“That is unfortunate for you,” Sir James said, “as I suppose it means that she has both come and gone; but it is fortunate for me, for I hope it will mean that you will come home with us in the Yuba.”

* * * * *


PART FOUR

As soon as Sard was free, he went ashore to see Messrs. Wrattson & Willis’s agents. He was puzzled by the Pathfinder’s not being in the port. She could not be overdue, he thought, in just dropping down to leeward. She might have come and gone: in which case he would have missed her by a few hours. “More probably,” he thought, “she has gone down the coast to Otorin to complete her cargo. I’ll find her there.”

At the agents, as he asked for his letters, one of the managers of the firm, a tall, alert inscrutable man of about thirty-five, a Mr. Waycock, heard his name.

“Are you Mr. Harker of the Pathfinder,” he said, “come into my office, will you?

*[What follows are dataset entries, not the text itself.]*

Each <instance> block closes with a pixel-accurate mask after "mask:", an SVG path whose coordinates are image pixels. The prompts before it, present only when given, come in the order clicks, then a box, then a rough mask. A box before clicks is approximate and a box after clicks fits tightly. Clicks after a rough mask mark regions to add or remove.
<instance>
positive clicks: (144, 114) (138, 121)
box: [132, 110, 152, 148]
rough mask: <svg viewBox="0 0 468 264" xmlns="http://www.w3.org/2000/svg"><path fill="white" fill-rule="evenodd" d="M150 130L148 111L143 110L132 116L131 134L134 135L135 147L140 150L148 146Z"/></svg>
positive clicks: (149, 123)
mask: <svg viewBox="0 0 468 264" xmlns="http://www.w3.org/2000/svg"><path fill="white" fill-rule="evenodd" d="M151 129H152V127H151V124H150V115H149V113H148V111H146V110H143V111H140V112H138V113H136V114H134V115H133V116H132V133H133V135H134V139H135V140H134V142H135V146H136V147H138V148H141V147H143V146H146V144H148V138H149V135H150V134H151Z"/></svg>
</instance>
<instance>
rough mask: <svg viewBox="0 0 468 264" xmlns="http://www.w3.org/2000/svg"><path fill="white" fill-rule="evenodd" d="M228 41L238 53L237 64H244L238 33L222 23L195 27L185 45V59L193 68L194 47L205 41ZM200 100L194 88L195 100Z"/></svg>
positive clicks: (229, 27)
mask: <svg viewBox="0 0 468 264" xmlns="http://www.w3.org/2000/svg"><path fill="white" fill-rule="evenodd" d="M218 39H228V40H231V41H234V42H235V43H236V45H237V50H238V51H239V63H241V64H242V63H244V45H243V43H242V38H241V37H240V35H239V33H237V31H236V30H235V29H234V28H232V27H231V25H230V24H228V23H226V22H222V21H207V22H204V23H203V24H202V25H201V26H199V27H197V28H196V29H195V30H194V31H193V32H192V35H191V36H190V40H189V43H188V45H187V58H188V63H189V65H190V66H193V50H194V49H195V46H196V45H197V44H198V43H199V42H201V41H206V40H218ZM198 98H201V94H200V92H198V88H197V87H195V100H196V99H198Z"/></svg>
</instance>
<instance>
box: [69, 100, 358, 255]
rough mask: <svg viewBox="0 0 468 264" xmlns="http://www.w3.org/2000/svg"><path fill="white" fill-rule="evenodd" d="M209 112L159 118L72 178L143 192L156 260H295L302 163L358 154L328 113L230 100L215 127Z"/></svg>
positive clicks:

I want to speak to you. Sit down here: the cigars are at your elbow. You don’t smoke? You’re the first sailor I’ve ever known who could say that. You know, Mr. Harker,” he said, “I heard that we might expect you apart from the Pathfinder. I had news of you from a man with whom I have business dealings, a man called Douglas Castleton.”

“Has he been here?” Sard asked. “Where is he?”

“Isn’t that a little like asking where is the curlew?” Mr. Waycock said. “It is best, perhaps, not to ask where Mr. Castleton is. I understand that he is not here at the moment, but away again on . . . well . . . on a business journey.”

“What news of the Pathfinder, sir?” Sard asked.